Vespasiano, que siempre estuvo con los suyos en todos los trabajos, sintió gran dolor en ver que la ciudad caía sobre sus soldados; y no teniendo su vida en algo, antes menospreciando la muerte con ánimo esforzado, halló lugar escondidamente para ganar la parte alta de la ciudad, y fué dejado casi solo con muy poca gente en medio de aquellos peligros.

No estaba con él su hijo Tito entonces, el cual había sido antes enviado a Muciano, en Siria. Volver las espaldas y huir no lo tenía por cosa segura ni honesta, acordándose de las cosas que desde su juventud había hecho; y teniendo memoria de su virtud, pareció que divinamente juntó su gente y las armas que pudo; y descendiendo de lo alto con su compañía, resistía y hacía guerra a sus enemigos, sin temer la muchedumbre que de ellos había, ni sus armas, hasta tanto que los enemigos, viendo la obstinación que en su ánimo tenía contra ellos, pensaron que divinamente la tenía, y aflojaron su fuerza; por lo cual, peleando ellos ya algo menos, y más flacamente de lo que habían acostumbrado, poco a poco Vespasiano se recogía; pero con tal miramiento, que no les mostró las espaldas hasta que se vió fuera de los muros.

Mucha gente de los romanos murieron en este asalto y pelea: fué entre ellos uno, el gobernador Ebucio, varón ciertamente muy conocido y de gran esfuerzo, no sólo en esta pelea, pero probado por muy valeroso en muchas otras antes, y que había hecho mucho mal a los judíos.
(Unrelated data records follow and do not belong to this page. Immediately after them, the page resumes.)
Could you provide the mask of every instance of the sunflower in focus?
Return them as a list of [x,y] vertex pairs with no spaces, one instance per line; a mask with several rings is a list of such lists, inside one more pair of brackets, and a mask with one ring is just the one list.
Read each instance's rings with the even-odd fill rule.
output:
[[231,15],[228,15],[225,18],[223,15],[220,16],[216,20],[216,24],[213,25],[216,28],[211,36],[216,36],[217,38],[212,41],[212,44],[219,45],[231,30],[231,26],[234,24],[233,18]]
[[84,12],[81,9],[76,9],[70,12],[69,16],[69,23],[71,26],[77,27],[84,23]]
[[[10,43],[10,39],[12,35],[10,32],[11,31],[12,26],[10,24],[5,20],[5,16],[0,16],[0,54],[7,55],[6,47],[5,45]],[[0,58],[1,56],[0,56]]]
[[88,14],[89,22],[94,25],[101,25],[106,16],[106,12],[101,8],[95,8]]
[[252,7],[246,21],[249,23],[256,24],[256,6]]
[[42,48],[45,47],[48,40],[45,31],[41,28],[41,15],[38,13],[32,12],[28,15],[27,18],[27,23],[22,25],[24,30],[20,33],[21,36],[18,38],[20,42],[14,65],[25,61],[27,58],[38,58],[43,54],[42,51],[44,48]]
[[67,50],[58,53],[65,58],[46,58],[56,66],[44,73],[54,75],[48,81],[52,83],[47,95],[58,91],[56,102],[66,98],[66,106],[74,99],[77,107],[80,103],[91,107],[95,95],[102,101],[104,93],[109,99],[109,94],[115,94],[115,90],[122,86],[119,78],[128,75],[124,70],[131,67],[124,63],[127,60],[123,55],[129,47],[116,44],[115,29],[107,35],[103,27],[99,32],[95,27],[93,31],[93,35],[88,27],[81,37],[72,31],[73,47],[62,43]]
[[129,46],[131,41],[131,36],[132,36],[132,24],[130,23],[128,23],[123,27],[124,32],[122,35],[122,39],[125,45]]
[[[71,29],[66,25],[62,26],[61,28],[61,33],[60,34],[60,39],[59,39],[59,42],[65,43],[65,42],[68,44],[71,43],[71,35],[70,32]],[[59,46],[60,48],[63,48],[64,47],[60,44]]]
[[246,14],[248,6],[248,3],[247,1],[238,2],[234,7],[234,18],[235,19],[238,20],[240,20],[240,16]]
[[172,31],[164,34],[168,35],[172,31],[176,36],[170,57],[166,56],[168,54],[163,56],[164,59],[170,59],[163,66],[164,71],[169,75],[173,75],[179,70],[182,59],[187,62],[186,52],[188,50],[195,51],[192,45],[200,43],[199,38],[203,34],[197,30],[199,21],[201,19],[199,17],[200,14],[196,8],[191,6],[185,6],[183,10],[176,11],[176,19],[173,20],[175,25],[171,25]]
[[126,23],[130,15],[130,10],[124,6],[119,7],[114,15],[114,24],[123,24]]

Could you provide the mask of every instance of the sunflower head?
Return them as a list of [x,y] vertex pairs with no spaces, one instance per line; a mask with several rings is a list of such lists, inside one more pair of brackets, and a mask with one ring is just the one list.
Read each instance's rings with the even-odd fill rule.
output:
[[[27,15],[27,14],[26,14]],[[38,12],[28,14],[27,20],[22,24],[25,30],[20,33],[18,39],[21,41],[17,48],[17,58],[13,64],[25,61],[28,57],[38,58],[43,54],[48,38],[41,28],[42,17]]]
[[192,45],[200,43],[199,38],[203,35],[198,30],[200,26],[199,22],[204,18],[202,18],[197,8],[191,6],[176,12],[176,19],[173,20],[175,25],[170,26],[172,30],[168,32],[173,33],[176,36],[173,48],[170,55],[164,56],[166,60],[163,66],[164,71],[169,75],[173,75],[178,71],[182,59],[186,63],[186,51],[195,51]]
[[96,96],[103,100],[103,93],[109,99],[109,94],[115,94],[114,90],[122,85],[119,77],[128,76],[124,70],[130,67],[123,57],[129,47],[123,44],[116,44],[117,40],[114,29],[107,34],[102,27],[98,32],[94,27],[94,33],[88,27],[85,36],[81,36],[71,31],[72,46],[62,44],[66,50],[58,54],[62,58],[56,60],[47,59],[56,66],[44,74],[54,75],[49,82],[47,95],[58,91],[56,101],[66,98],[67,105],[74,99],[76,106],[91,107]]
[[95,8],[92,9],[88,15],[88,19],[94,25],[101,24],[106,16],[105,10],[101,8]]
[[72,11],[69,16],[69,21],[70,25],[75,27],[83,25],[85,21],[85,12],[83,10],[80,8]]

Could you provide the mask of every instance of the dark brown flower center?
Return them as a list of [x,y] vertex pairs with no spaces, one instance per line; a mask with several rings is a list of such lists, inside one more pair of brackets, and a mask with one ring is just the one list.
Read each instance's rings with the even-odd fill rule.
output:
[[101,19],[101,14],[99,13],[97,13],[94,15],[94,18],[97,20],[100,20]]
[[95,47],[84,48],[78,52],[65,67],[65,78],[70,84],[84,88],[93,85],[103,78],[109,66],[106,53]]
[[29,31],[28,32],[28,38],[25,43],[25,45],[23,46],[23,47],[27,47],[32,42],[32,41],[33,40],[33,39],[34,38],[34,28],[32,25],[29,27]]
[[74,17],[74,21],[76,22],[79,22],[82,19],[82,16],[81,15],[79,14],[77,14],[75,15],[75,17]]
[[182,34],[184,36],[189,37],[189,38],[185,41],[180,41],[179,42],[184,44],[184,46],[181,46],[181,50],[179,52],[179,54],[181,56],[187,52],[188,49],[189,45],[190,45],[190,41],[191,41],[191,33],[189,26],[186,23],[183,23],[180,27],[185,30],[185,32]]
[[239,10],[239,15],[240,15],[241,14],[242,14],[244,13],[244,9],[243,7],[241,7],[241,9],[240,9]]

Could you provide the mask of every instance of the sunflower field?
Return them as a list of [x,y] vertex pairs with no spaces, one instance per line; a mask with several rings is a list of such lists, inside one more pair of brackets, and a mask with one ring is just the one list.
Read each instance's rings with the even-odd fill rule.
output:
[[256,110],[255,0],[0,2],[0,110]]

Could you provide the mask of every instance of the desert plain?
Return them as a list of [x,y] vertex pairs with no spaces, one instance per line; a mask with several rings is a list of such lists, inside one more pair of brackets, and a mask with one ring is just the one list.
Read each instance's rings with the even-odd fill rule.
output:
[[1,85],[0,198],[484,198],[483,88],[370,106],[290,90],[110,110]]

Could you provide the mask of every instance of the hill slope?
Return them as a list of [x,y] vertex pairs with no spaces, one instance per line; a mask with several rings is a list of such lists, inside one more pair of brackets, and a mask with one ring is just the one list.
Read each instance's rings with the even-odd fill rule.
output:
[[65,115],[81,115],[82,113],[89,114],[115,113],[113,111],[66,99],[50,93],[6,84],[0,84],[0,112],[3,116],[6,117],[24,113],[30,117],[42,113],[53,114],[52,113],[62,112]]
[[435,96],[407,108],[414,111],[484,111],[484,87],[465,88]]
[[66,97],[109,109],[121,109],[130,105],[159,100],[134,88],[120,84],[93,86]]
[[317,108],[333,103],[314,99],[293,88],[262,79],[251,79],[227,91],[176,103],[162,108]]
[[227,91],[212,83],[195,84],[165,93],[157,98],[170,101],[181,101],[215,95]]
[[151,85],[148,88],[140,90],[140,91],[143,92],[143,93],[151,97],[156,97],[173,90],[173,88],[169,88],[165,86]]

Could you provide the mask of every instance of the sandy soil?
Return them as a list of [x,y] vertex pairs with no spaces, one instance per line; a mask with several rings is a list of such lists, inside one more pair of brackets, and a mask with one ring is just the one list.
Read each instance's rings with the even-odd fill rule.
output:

Estuvo también escondido en esta pelea un centurión o capitán de cien hombres, llamado por nombre Galo, con diez soldados, dentro de una casa; y como los que allí dentro vivían cenasen una noche y tratasen entre sí del consejo que el pueblo de los judíos había tenido contra los romanos, y él los oyese, siendo él siro y los que con él estaban también, en la misma noche dió en ellos, y matándolos a todos, libróse salvo con todos los suyos, y vínose a los romanos.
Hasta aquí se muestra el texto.